Don't be fooled by the promises – none of the Tory leadership candidates can deliver what they pledge

It’s not just on Brexit that they’re overpromising, but also their pledges to cut taxes, a traditional Tory tune which will appeal to members but leave the winner with a big headache about how to deliver them

Andrew Grice
Wednesday 19 June 2019 14:21
Tory leadership race: Five key quotes from the BBC debate

Promises, promises. All five of the Conservative Party leadership candidates are making them, even though they know they might not be able to keep them.

Even Rory Stewart, the unexpected star of the campaign who deserves credit for highlighting the empty promises of his rivals, struggles to outline a convincing plan B on Brexit. He might be flogging a dead horse in Theresa May’s Brexit deal, and relying on dire European election results for the Tories and Labour to persuade MPs support it at the fourth attempt.

Stewart’s four opponents were also unconvincing on Brexit in general and the Irish border question in particular in last night’s long-awaited but disappointing BBC TV debate. It was clear why his media minders had wrapped Boris Johnson in cotton wool for as long as possible. He survived the hustings, but did not look comfortable under fire. He appeared to dilute his previous commitment to leave the EU on 31 October “with or without a deal”, which is now only “eminently feasible”.

Today Boris’s allies insisted his position had not changed. They would, wouldn’t they, when the eliminated Dominic Raab’s 30 votes are now up for grabs. However, these MPs might just allow Michael Gove to leapfrog Jeremy Hunt in the battle for second place. That would worry Team Boris, who do not want to face Gove in the run-off among the Tory members that will choose our next PM. Gove is already rehearsing his lines for such a contest: he pointedly told last night’s debate he was a Brexiteer before Boris.

Hardline Eurosceptics insist they have looked into Johnson’s eyes and been convinced he will take the UK out in October come what may. Friends say Boris, on the basis of his time as the EU-bashing Brussels correspondent of The Daily Telegraph in the early 1990s, has convinced himself the EU will blink under the threat of a no-deal Brexit. Put that to Brussels, and you get a different answer. Officials insist they will not suddenly show the flexibility Boris hopes for. “His timetable is unrealistic,” one told me, predicting that Johnson would be forced to seek at least a short delay beyond 31 October.

It’s not just on Brexit that the Tory candidates are overpromising. (They have forgotten Tony Blair’s mantra: it’s much better to underpromise and overdeliver than the other way round.) I have been surprised by their pledges to cut taxes, a traditional Tory tune which will appeal to the grassroots members but would leave the winner with a big headache about how to deliver them.

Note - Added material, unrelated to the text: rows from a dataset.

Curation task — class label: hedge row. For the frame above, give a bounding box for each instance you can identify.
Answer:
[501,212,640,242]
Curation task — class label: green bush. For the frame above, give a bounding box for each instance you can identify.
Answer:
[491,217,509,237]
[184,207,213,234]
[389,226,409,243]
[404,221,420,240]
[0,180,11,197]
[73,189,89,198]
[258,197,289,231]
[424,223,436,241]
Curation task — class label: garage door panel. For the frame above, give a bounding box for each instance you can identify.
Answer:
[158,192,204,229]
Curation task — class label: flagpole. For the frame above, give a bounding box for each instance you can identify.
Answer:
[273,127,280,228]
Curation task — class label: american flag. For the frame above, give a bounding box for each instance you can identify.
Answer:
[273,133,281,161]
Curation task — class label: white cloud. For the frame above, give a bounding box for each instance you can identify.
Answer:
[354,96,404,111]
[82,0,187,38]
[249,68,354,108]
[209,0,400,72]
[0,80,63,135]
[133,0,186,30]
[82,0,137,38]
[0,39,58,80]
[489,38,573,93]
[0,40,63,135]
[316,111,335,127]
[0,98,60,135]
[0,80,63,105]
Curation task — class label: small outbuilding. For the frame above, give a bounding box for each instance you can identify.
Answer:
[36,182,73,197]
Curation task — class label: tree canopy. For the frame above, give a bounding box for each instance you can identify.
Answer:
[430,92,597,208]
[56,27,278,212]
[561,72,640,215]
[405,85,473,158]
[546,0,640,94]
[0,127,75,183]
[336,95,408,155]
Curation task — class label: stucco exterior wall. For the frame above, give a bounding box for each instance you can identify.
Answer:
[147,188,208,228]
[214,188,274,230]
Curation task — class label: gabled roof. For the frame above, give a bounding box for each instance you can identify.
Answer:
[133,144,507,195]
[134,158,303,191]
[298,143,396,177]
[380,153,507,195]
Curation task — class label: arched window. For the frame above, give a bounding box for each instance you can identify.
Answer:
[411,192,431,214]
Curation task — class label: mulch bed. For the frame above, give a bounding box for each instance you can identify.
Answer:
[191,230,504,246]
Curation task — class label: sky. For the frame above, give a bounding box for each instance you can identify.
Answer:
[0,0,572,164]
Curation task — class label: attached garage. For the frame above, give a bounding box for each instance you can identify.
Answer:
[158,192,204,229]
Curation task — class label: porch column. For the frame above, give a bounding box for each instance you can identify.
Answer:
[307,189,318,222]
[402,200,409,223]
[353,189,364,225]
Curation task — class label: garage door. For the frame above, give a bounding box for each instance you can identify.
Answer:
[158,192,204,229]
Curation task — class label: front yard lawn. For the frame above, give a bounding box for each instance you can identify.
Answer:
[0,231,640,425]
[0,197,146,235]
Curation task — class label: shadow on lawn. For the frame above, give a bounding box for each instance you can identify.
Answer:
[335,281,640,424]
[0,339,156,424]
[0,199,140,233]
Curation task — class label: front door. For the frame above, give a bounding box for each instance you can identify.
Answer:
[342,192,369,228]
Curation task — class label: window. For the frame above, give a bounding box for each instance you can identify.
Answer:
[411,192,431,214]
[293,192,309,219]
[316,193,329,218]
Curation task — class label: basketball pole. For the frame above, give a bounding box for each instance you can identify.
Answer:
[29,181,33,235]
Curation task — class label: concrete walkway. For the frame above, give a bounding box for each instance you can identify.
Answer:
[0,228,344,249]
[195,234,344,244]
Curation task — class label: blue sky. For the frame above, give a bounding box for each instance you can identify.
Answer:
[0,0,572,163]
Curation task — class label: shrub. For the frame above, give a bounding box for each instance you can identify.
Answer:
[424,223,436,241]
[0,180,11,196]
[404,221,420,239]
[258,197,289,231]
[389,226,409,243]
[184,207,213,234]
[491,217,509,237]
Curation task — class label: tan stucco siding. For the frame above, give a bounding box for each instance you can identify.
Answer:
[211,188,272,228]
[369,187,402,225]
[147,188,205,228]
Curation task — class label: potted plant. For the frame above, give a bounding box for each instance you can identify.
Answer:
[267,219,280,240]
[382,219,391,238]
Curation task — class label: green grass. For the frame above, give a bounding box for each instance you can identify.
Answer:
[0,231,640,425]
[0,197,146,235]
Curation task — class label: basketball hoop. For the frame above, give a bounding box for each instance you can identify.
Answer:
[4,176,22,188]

Stewart, again the exception, has clocked up £84bn of tax cuts offered by his rivals. Boris rowed back a little from his rash pledge to lower the taxes of those on the 40p higher rate, a rare unforced error in his safety first campaign. Now he reassures us that the lower paid would be the priority, but the total bill keeps rising.

Jeremy Hunt is promising reductions in corporation tax and employees’ national insurance payments. Yet the former health and social care secretary admitted last night that the cuts to social care budgets “went too far”. How will cutting taxes redress that? The party, and the country, deserves a more honest debate.The new PM’s in-tray will soon be bulging with bids by his cabinet for more money in an imminent government-wide review for schools, the police, defence, local government, prisons, as well as social care. That’s before living standards: a report today by the Institute for Fiscal Studies found that eight million in working households are in poverty.

No wonder Philip Hammond is kicking the treasury walls. In a letter to the leadership candidates, the chancellor warned them not to throw away the Tories’ hard-won reputation for economic competence and reducing debt. He said: “It is vital that we do not undo these achievements by making unfunded commitments that would mean debt rising again; leave the economy vulnerable to shocks; burden future generations and waste billions on additional interest payments.

Stewart has endorsed Hammond’s fiscal rules, Gove has made sympathetic noises but the other candidates have ignored the chancellor’s missive.

The new PM would be taking a big gamble by putting tax cuts ahead of investment in public services. That would play into the hands of Jeremy Corbyn and the Liberal Democrats, a revitalised party which poses more of a threat than the Tories realise since a strong showing by them could allow Labour to win some of the Con-Lab marginals that decide general elections.

As one Tory MP told me: “If we are spending billions on tax cuts, we wouldn’t be able to attack Corbyn for reckless spending. If Boris cuts taxes for the better off, it would reinforce our image as the party of the rich.”